Observation data (J2000 epoch)
- Constellation: Hydra
- Right ascension: 13^{h} 19^{m} 50.0110^{s}
- Declination: −27° 24′ 37.015″
- Redshift: 2168 ± 6 km/s
- Distance: 94 Mly
- Group or cluster: NGC 5061 group (LGG 341)
- Apparent magnitude (V): +11.8

Characteristics
- Type: SA(s)a
- Apparent size (V): 4′.0 × 1′.9

Other designations
- ESO 508- G 048, IRAS 13170-2708, MCG -04-32-001, PGC 46490

= NGC 5078 =

Spiral galaxy in the constellation Hydra

NGC 5078 is a spiral galaxy in the Hydra constellation, approximately 94 million light-years away from Earth. It has a diameter of 127,000 light-years.

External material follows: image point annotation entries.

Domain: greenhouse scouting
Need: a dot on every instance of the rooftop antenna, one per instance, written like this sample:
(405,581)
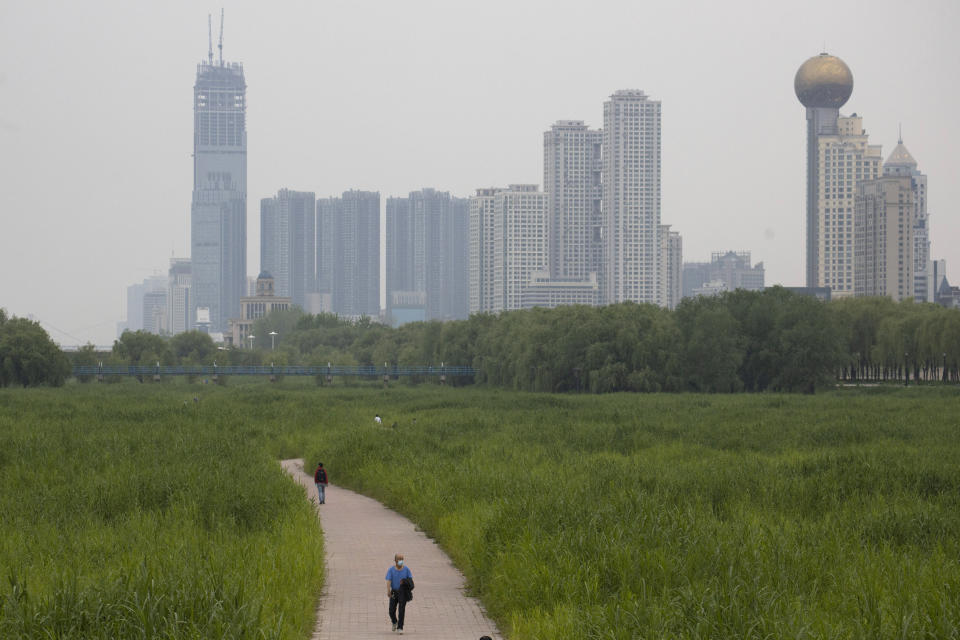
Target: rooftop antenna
(209,39)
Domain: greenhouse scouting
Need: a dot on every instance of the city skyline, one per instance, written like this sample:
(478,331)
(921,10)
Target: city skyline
(358,138)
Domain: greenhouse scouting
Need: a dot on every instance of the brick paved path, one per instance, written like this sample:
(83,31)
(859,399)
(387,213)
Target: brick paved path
(361,536)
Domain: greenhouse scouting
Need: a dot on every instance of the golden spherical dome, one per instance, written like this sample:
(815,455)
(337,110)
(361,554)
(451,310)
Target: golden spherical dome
(823,81)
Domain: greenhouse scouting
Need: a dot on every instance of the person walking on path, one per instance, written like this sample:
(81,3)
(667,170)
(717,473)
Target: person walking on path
(320,478)
(397,592)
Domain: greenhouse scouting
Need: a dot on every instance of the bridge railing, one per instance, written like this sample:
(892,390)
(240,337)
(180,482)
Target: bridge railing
(275,370)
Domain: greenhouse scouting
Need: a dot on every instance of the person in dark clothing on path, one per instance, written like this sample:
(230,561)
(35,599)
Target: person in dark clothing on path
(398,596)
(320,478)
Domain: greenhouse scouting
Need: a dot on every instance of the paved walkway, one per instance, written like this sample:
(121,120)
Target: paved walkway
(360,537)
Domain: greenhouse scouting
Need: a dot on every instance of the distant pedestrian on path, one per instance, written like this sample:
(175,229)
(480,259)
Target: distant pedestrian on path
(399,584)
(320,477)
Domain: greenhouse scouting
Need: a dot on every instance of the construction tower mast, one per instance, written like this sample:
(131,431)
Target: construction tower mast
(209,39)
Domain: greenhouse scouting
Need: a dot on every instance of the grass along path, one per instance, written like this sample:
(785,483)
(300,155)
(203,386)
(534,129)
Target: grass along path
(360,538)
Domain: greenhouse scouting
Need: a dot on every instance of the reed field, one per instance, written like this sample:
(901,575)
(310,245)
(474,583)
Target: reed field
(132,510)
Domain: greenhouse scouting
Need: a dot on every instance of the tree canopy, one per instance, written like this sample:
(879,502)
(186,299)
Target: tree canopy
(28,357)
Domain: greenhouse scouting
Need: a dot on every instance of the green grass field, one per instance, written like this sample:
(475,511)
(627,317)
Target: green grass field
(132,511)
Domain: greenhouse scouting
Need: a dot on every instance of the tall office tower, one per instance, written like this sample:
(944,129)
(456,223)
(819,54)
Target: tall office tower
(671,266)
(571,179)
(427,255)
(348,252)
(726,271)
(178,295)
(631,198)
(482,208)
(135,294)
(838,157)
(155,312)
(734,270)
(218,214)
(883,226)
(288,243)
(901,163)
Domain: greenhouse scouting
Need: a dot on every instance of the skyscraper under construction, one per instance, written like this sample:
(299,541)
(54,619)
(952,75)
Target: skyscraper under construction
(218,213)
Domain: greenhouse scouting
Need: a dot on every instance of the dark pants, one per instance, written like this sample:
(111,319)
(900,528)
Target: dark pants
(394,601)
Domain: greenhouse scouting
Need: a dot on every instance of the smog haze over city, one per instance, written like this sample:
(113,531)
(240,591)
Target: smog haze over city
(96,118)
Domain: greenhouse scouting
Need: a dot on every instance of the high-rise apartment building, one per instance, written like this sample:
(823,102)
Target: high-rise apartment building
(571,178)
(631,198)
(884,220)
(839,156)
(178,295)
(348,252)
(428,252)
(288,243)
(671,267)
(218,214)
(502,267)
(480,268)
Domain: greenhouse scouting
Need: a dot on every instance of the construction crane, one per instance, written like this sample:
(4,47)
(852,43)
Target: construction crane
(209,39)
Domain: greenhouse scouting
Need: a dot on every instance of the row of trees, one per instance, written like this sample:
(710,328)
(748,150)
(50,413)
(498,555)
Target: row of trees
(742,340)
(28,357)
(739,341)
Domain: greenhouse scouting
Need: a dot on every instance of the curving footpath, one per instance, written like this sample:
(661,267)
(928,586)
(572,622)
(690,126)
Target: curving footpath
(360,537)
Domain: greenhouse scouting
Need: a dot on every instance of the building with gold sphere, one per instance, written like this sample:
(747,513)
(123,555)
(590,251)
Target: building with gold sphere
(839,157)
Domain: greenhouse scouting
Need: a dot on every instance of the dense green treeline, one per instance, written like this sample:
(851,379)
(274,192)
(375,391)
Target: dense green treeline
(739,341)
(28,357)
(772,340)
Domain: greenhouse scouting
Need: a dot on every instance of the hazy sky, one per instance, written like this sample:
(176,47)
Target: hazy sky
(96,117)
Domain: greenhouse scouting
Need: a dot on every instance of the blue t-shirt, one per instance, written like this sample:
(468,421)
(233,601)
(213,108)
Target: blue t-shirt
(395,575)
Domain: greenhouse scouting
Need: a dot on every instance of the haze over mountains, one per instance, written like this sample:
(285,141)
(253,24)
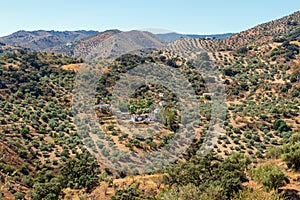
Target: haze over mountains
(43,153)
(41,40)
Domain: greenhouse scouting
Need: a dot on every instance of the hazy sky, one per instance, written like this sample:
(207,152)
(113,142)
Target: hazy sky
(189,16)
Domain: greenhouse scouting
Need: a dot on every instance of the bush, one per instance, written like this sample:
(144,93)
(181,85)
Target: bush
(292,156)
(270,176)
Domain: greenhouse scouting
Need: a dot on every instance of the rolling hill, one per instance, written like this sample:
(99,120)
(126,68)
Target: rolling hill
(43,40)
(109,43)
(45,155)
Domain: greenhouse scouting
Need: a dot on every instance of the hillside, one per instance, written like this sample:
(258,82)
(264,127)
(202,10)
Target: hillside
(49,151)
(43,40)
(170,37)
(109,43)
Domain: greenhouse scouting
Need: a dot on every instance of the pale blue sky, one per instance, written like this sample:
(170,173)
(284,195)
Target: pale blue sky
(189,16)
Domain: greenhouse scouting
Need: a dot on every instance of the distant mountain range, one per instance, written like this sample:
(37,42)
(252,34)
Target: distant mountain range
(42,40)
(109,43)
(170,37)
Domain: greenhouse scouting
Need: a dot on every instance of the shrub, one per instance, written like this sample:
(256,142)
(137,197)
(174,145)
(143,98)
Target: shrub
(270,176)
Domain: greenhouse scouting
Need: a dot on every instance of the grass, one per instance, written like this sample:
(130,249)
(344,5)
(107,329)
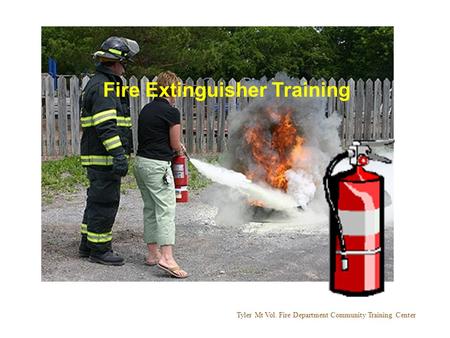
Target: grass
(67,176)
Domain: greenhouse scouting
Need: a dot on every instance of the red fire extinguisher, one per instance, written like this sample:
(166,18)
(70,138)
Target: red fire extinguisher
(356,200)
(181,178)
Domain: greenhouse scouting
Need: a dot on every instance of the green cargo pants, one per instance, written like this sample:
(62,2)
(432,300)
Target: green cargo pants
(155,181)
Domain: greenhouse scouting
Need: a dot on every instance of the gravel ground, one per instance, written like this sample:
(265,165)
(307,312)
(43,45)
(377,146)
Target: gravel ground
(208,251)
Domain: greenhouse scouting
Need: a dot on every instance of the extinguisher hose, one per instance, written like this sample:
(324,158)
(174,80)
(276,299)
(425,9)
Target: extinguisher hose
(333,208)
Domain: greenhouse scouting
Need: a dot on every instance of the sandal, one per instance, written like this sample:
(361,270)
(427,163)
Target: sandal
(173,271)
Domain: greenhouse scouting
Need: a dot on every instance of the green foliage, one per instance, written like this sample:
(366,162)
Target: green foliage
(232,51)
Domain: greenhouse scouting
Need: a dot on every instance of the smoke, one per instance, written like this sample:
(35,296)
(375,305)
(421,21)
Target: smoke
(319,143)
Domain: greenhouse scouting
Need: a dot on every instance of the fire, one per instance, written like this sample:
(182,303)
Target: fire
(274,153)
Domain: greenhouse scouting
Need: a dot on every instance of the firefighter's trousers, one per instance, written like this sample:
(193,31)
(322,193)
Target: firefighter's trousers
(103,197)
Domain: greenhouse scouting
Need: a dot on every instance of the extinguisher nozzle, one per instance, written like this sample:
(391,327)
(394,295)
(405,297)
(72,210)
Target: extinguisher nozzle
(344,264)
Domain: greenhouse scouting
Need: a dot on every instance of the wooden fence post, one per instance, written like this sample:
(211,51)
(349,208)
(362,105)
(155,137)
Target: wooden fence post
(210,115)
(377,110)
(62,116)
(50,115)
(368,110)
(340,109)
(75,114)
(386,105)
(391,124)
(350,114)
(359,108)
(143,98)
(331,104)
(221,119)
(243,101)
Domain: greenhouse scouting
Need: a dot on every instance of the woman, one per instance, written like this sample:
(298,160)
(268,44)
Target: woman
(159,141)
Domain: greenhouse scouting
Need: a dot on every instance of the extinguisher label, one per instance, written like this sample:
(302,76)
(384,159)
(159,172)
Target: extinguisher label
(360,223)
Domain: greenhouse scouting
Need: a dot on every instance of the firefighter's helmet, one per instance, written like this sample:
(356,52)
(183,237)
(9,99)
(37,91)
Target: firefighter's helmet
(117,49)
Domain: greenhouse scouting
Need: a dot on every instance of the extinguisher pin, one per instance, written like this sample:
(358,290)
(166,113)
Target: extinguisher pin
(344,264)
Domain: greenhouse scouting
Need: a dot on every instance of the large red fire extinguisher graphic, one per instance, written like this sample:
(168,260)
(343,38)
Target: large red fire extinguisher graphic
(181,178)
(356,200)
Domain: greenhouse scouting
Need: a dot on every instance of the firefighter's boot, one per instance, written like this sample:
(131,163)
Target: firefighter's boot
(107,258)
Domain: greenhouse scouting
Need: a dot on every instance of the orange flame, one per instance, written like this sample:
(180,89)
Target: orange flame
(277,154)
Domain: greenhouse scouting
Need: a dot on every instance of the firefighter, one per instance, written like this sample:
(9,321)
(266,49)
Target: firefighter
(105,146)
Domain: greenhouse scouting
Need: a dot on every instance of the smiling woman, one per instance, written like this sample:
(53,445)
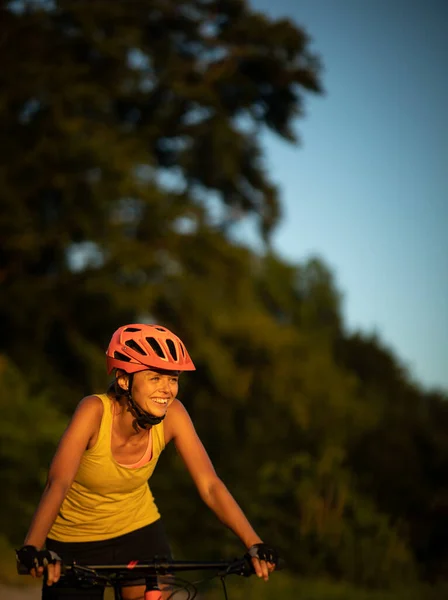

It was discovered by German-British astronomer William Herschel on 28 March 1786.

The dust lane of NGC 5078 is warped, probably by interaction with the nearby galaxy IC 879, which is itself distorted into an 'S' shape by the interaction. At the presumed distance the two galaxies would have a minimal separation of about 61,000 light-years. For comparison, the Large Magellanic Cloud is about 160,000 light-years from the Milky Way.

NGC 5078 is also only separated in the sky from the spiral galaxy NGC 5101 by about 0.5 degrees, and both are believed to be at the same distance from the Earth. This would mean they are approximately 800,000 light-years apart.

==NGC 5061 group==
NGC 5078 is a member of a NGC 5061 group (also known as LGG 341). The group contains 10 galaxies, including NGC 5061, NGC 5085, NGC 5101, IC 874, IC 4222, IC 4231, and three galaxies from the ESO catalogue.

==Supernova==
One supernova has been observed in NGC 5078: SN 1999cz (Type Ic, mag. 16) was discovered by the Perth Astronomical Research Group on 12 June 1999.